The 1-year follow-up reported clinical healing, the patient reported disappearance of the pain. The radiograph revealed periapical healing (Fig. 5B).

DISCUSSION

The problem of fractured instruments present is that they obstruct apical access and thus prevent the clinician from shaping and correctly disinfecting the canal.9

If the orthograde approach is chosen, it is either possible to bypass the instrument or remove it, depending on the position of the separated instrument in the canal. These techniques could lead to perforation, stripping, or enlargement of the root. Studies have shown that fractured instrument removal in the middle or apical third leads to a reduction of the mechanical resistance of the tooth, this is directly related to the loss of substance caused by conventional operative maneuvers.4,5

The use of ultrasonic tips is considered a conservative method, thanks to better visibility, but the vibrations generate heat and microcracks and can damage periodontal tissues.10,11 Compared with ultrasonics, the use of a trephine and extractor requires less time but also provides less visibility.12

The Zumax removal kit was used in this case. This kit’s system has two phases. The first aims to obtain straight-line access up to the fractured instrument. It was carried out with a trephine available in three sizes: 0.8 mm, 1 mm, and 1.2 mm. In this case, the 1 mm trephine was chosen. In retrospect, the use of a 0.8 mm trephine would have been safer. One disadvantage of trephine use is the lack of visibility, which is conducive to a deviation of the unguided instrument.

This drawback explained our choice to plan the trephine guidance. The surgical template was planified with the use of the CBCT, optical scan, and planning software. This technique is already proposed to treat difficult endodontic cases such as searching pulp canal obliteration as proposed by Krastl et al., access dens invaginatus by Zubizarreta Macho et al., or fiber-post removal by Perez et al. with success.1316 Moreover, this solution reported good agreement between planning and drill path for pulp canal obliteration with deviation less than 0.7 mm as described by Buchgreitz et al., Zehnder et al., and Connert et al.14,17,18

The second step of the Zumax removal system is the removal of the instrument with an extractor, which is inserted into the pathway previously made with the trephine. The technique is stress-free, safe, reproducible, and fast. The microscope and the experience of the operator favor the success of the technique in removing fractured instruments. The use of the guided technique lessens the number of intraoperative mistakes and enables straight-line access and dentin preservation. The limitation of this technique is that it does not allow removal of a broken instrument placed after a root curvature.

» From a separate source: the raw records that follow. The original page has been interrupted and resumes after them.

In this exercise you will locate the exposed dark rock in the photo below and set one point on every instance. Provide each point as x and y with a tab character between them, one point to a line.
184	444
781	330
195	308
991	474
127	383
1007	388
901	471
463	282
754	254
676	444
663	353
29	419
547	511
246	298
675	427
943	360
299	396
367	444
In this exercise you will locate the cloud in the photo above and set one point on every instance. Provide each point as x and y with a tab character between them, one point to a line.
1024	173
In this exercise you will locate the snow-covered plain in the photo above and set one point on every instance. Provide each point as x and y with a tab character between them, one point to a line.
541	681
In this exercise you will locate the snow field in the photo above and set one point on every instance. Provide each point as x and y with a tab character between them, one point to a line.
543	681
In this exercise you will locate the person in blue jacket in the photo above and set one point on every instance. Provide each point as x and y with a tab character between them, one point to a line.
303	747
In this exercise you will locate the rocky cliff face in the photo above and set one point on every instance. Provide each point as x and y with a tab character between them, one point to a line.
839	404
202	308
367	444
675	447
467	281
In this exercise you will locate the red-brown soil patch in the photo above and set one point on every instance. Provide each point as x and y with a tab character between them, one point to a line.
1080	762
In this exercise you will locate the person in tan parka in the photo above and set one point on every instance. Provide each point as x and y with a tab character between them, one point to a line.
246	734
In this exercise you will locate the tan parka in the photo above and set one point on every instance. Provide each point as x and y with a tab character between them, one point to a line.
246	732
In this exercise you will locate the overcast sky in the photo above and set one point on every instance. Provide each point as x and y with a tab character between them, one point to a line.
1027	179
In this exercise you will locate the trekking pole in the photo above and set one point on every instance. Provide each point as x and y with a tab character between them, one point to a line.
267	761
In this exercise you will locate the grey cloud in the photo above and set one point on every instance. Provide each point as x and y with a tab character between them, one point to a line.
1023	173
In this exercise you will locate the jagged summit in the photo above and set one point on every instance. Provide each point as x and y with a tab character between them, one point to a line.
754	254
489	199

The technique enhanced patient comfort by limiting chair time, it also improved the tooth prognosis by reducing the risks of mistakes conducted to enhance the durability of the tooth in the mouth and delayed implant solutions.

CONCLUSION

This report describes the removal of a separated instrument by use of a new approach that is planned on a computer and guided by a resin guide. The guided endodontic technique avoids excessive loss of dental structure and simplifies the procedure by reducing chair time and increasing the operator’s confidence.